Following in that line of thinking, I need to ask, “Where were YOU?” Even if you didn’t know Jacob, do you know others like him? Are there those whom you might be neglecting, or simply passing by, who need you? Yes, we are all involved in our own lives and in the lives of our families, however, we are, all of us, children of God, each deserving love and respect. We are told that “it takes a village to raise a child,” and this was never more apparent than now. We often think, “It’s none of my business.” However, to paraphrase Dickens in “A Christmas Carol” MANKIND is our business! Further, we are told in Genesis that we are, indeed, “our brother’s keeper.” Jesus said, ‘I tell you the truth, whatever you did for one of the least of these of mine, you did for me.’ Matthew 25:40 (NIV) Our Savior illustrated this in the parable of the “Good Samaritan” (Luke 10:25-37.)

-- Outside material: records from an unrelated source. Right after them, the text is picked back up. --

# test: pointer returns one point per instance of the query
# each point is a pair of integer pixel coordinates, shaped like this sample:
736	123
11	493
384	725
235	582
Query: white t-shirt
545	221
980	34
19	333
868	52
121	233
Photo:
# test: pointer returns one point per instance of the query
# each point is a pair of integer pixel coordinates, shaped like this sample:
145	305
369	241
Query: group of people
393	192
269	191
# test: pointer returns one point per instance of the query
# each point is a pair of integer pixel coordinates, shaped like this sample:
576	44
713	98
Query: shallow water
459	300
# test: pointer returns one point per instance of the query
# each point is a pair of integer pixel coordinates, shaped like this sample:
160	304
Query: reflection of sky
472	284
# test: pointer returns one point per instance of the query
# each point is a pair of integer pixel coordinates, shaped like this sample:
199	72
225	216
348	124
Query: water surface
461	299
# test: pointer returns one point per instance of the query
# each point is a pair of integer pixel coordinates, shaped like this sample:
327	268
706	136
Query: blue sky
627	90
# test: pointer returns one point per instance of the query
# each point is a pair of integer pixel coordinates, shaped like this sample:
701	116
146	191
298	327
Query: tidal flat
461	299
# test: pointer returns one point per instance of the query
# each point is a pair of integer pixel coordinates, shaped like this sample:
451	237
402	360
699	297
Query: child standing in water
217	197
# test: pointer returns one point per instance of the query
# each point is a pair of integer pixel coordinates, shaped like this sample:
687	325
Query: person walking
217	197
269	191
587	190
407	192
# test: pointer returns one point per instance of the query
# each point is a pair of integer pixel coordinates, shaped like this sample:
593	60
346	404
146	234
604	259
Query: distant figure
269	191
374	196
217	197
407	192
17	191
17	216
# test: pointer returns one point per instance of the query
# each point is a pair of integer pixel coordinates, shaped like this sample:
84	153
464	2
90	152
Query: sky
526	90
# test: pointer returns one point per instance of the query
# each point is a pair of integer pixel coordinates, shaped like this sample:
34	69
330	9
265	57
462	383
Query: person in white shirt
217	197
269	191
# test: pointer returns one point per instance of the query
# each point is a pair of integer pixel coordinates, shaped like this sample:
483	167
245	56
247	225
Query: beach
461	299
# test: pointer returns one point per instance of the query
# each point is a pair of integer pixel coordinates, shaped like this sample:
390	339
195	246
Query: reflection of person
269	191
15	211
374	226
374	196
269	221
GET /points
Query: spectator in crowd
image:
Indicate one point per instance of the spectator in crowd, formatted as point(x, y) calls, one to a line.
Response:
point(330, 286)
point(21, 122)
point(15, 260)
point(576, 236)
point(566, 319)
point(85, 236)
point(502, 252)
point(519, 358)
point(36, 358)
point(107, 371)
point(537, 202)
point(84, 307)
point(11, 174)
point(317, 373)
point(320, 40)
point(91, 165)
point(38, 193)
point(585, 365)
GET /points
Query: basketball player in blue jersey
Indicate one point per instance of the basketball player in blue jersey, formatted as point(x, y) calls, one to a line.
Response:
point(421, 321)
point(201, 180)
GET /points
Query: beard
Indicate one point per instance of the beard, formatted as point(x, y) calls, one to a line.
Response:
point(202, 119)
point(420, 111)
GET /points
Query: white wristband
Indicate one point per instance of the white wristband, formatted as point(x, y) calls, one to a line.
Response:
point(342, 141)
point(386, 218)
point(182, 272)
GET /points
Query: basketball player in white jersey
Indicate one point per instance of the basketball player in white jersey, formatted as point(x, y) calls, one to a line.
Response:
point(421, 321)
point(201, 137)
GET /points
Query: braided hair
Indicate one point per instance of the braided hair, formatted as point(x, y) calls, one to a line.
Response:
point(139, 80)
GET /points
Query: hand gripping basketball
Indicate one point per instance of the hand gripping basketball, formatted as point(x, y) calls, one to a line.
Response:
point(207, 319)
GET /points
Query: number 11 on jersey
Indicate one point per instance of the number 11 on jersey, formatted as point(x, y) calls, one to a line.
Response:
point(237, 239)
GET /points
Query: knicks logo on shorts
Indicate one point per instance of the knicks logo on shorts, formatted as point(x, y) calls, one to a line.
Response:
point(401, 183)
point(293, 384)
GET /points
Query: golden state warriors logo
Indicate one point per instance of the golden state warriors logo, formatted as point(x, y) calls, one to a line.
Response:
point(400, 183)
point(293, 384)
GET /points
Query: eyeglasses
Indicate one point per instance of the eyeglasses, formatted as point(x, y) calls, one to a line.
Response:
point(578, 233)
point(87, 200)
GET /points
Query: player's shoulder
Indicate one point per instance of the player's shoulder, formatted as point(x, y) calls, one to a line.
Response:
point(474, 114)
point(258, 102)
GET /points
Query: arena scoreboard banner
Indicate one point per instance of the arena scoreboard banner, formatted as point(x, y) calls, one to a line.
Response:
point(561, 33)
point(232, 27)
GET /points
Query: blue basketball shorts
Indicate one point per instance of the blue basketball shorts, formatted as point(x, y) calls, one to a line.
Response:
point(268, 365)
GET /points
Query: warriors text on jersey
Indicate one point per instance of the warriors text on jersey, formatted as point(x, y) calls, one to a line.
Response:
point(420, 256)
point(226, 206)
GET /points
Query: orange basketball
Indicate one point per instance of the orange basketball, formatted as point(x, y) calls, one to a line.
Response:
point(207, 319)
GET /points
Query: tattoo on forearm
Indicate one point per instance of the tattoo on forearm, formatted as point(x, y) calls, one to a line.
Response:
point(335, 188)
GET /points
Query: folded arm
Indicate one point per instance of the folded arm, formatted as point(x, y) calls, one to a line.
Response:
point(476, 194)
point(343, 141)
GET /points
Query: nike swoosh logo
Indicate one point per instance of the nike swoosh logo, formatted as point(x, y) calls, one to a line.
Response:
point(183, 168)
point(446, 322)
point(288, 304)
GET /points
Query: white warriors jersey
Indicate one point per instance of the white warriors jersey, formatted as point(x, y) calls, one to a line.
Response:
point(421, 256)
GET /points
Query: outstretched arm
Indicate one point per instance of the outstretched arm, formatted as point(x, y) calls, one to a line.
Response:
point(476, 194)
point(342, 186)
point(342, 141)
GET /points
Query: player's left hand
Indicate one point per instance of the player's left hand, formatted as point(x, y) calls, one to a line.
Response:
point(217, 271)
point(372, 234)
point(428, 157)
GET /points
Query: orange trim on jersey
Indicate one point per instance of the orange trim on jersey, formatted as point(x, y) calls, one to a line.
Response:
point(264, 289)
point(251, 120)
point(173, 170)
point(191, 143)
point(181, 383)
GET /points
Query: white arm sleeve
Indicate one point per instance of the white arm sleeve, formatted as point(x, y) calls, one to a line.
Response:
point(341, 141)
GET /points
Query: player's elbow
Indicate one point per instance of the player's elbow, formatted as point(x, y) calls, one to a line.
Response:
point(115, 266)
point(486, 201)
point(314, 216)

We were all horrified by some of the comments posted on Facebook regarding the death of Jacob. But how many of us are guilty of the same? How many of us have participated in bullying as adults, making rude comments, saying hurtful things, or calling each other inappropriate names? I’ve witnessed it on Facebook time and time again. I’ve had to learn that if I wouldn’t say it to Christ’s face, or in His presence, it probably shouldn’t be said. We know that our children learn by example. I have to wonder what that young man who was so terrible last night had learned from his parents. What have our kids learned from us? What lessons do we teach them, not even realizing that we’re teaching them? What words, what names, come out of OUR mouths that if our children said, they’d be grounded?
So that Jacob’s death not be in vain, it is my prayer that we, all of us, can learn from this tragedy and actively “love our neighbor as ourselves,” become more active participants in the lives of those around us, and to work to prevent the loss of another child of God. Amen.

A beautiful commentary , thank you Father Deacon Myke. Our prayers are with him, may he rest in peace in the arms of our Lord.
It is our calling,as Christians,to reach in unconditional love to every human who is hurting with acceptance and be the friend to him or her that Jesus is to each of us.
Nicely written, Myke. Check your email at johnsman sometime. Would really like to talk to you!!! Later.
I beleave that is the only positive thing i have read on facebook about Jacob. There are several people including kids of hurricane high that what to do something about the bulling and exc. going on there but they dont know where to start or how to get them to listen
Thank You! Thanks you so much!
Beautiful and very well written. We all need to look around and seek out those who need a friend. Spreading LOVE! I also wanted to say that I know the parents of the young man that wrote the nasty and very ugly comments. In response to you wondering, they are wonderful people who are active in their community. His father is the chief of police as well the pastor of a church and his mother heads the children’s ministry. Knowing them personally, I know his actions weren’t learned or condoned from them. Sometimes, as much as a parent teaches, a child chooses their own way/personality/etc.
Yes no matter how much we try to instill faith in our children they in the end may stray.This is something that I can relate too in my own life.Thank you.
I teach in a high school in the middle of Ohio, but have roots in Putnam County. I shared the story of Jacob’s untimely death to my small group of Campus Life students this morning as well as your words here. One student came up to me in the afternoon and told me that she was touched by the challenge to look out for the lonely and made an effort during lunch to talk to a boy who seemed lonely. She listened to him and excitedly told me all about it. Thank you for your words of encouragement; and know it touched at least one lonely heart today.